Voyager M310e  The Voyager M310e is Teledyne LeCroy's comprehensive protocol analyzer - exerciser system designed for USB 2.0, USB 3.2, USB Type-C® and the latest Power Delivery 3.1 specification. The non-intrusive probing and a range of turnkey Compliance packages make the Voyager M310e the intelligent choice for USB 3.2 protocol analysis.
Voyager M3x  Teledyne LeCroy's workhorse validation platform for USB 2.0 and 3.0 verification provides 100% accurate protocol capture at data rates up to 5 Gb/s DISCONTINUED
Advisor T3  Ultra-portable SuperSpeed USB analyzer delivers market leading accuracy at an extraordinary price
Mercury T2C / T2P  The Mercury T2C / T2P USB Type-C and Power Delivery analyzers with USB 2.0 support are the smallest and most flexible hardware-based analyzer in the industry.
Mercury T2  The Mercury T2 analyzer is the industry's smallest hardware-based USB 2.0 analyzer supporting low, full and hi-speed USB signaling.

Teledyne LeCroy has developed six generations of its industry leading USB protocol verification system since the introduction of USB in 1995. Each successive generation of the Teledyne LeCroy USB analyzer family has built upon the previous knowledge and expertise. Today, Teledyne LeCroy offers a broad range of USB test systems with unprecedented functionality, accuracy and user friendliness. The enormous cost of discovering problems after a product is released far outweighs the investment in Teledyne LeCroy's de-facto standard USB analysis tools. Their use improves the speed and efficiency of the debug, test and verification for USB semiconductor, device, and software vendors. Analyzers or bus "sniffers" also play an essential role in avoiding costly interoperability problems by allowing developers to verify compliance with the USB specification.
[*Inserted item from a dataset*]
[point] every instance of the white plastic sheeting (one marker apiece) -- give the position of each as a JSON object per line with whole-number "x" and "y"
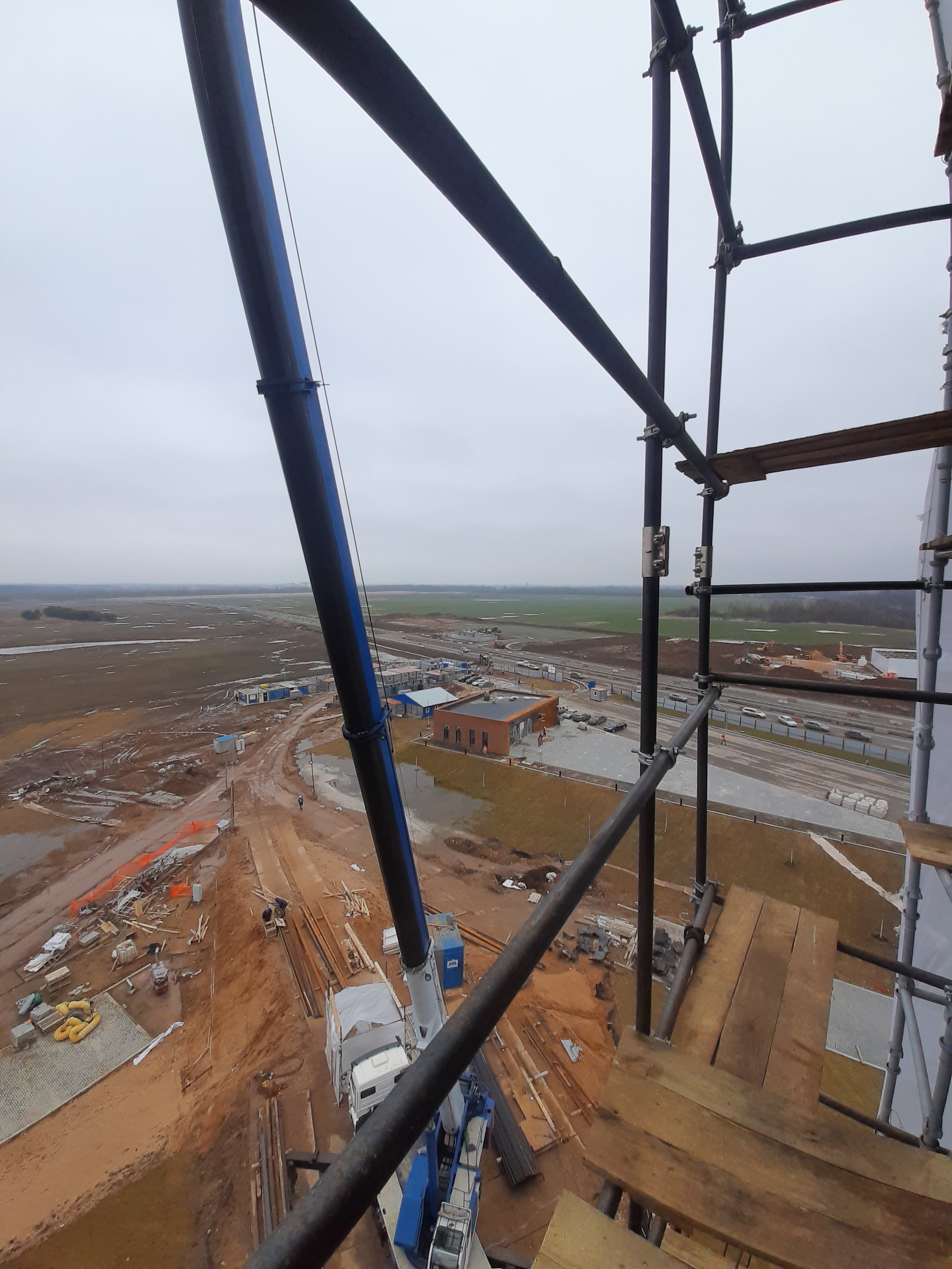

Consistent with the growing popularity of digital media, the USB-IF announced USB 3.0 in late 2007 targeting 10X the current USB bandwidth by utilizing two additional high-speed differential pairs for "SuperSpeed" transfer mode. The USB 3.0 specification was released in late 2008 and commercial products began shipping in late 2009. Teledyne LeCroy has pioneered the development of verifications systems for this new technology. The only company that offers a complete line of USB 3.0 test solutions covering transmitter test to protocol test, and every step in between, Teledyne LeCroy helps developers achieve their goals of performance, quality, reliability and time-to-market for SuperSpeed technology.

USB Technology Overview:

USB, or Universal Serial Bus, is a connectivity standard that enables computer peripherals and consumer electronics to be connected to a computer without reconfiguring the system or opening the computer box to install interface cards. The USB 1.0 specification was introduced in January 1996. The original USB 1.0 specification had a data transfer rate of 12 Mbit/s The first widely used version of USB was 1.1, which was released in September 1998. It provided 12 Mbps data rate for higher-speed devices such as disk drives, and a lower 1.5 Mbps rate for low bandwidth devices such as joysticks. USB 2.0 specification was released in April 2000 and was ratified by the USB-IF at the end of 2001 to develop a higher data transfer rate, with the resulting specification achieving 480 Mbit/s

USB today provides a fast, bi-directional, low-cost, serial interface that offers easy connectivity to PCs. A hallmark for USB operation has been the ability for the host to automatically recognize devices as they are attached and install the appropriate drivers. With features such as backward compatibility with previous devices and hot "plug-ability", USB has become the de-facto standard interface for various consumer and PC peripheral devices. The USB standard allows up to 127 devices connected to a Host System. USB designates low, full, high-speed connectivity between devices compatible with the 2.0 specification. Most full speed devices include lower bandwidth mice, keyboards, printers, and joysticks. The use of high speed USB has exploded with the rapid growth in digital media in the consumer electronics market including media players, digital cameras, external storage and smart phones.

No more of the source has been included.